In [2]:
%load_ext autoreload
%autoreload 2

%load_ext dotenv
%dotenv

# STAC metadata generation

In this notebook we are going to generate the STAC metadata of our dataset, converting it from a Q0 dataset to a [Q1 dataset](../00_eotdl.ipynb). 

The [STAC](https://stacspec.org/en) specification is a common language to describe geospatial information, so it can more easily be worked with, indexed, and discovered. Is a standarized way to expose, host, ingest and access geospatial collections that has been adopted as the EOTDL standard metadata format. For further information, check their [website](https://stacspec.org/en).

In order to facilitate the STAC generation, which can be painful and time-expensive, the EOTDL environment has several open source tools that make the process much more straightforward.
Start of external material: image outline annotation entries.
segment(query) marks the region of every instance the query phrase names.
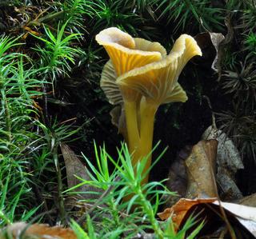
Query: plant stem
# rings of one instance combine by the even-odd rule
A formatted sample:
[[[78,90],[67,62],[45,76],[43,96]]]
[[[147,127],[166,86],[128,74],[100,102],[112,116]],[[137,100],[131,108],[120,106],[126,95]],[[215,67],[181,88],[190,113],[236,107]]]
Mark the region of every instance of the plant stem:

Let's dive into them!

The first thing we have to understand is that the process starts with a `STACDataFrame`. This `STACDataFrame` is an interface between the images and the STAC catalogs and collections, with some variables that we can define and customise to ensure that the STAC metadata has the information we want, like `extensions`, which defines the [STAC extensions](https://stac-extensions.github.io/) that the image must have, or `bands`, with the bands we want to get from the image, if any.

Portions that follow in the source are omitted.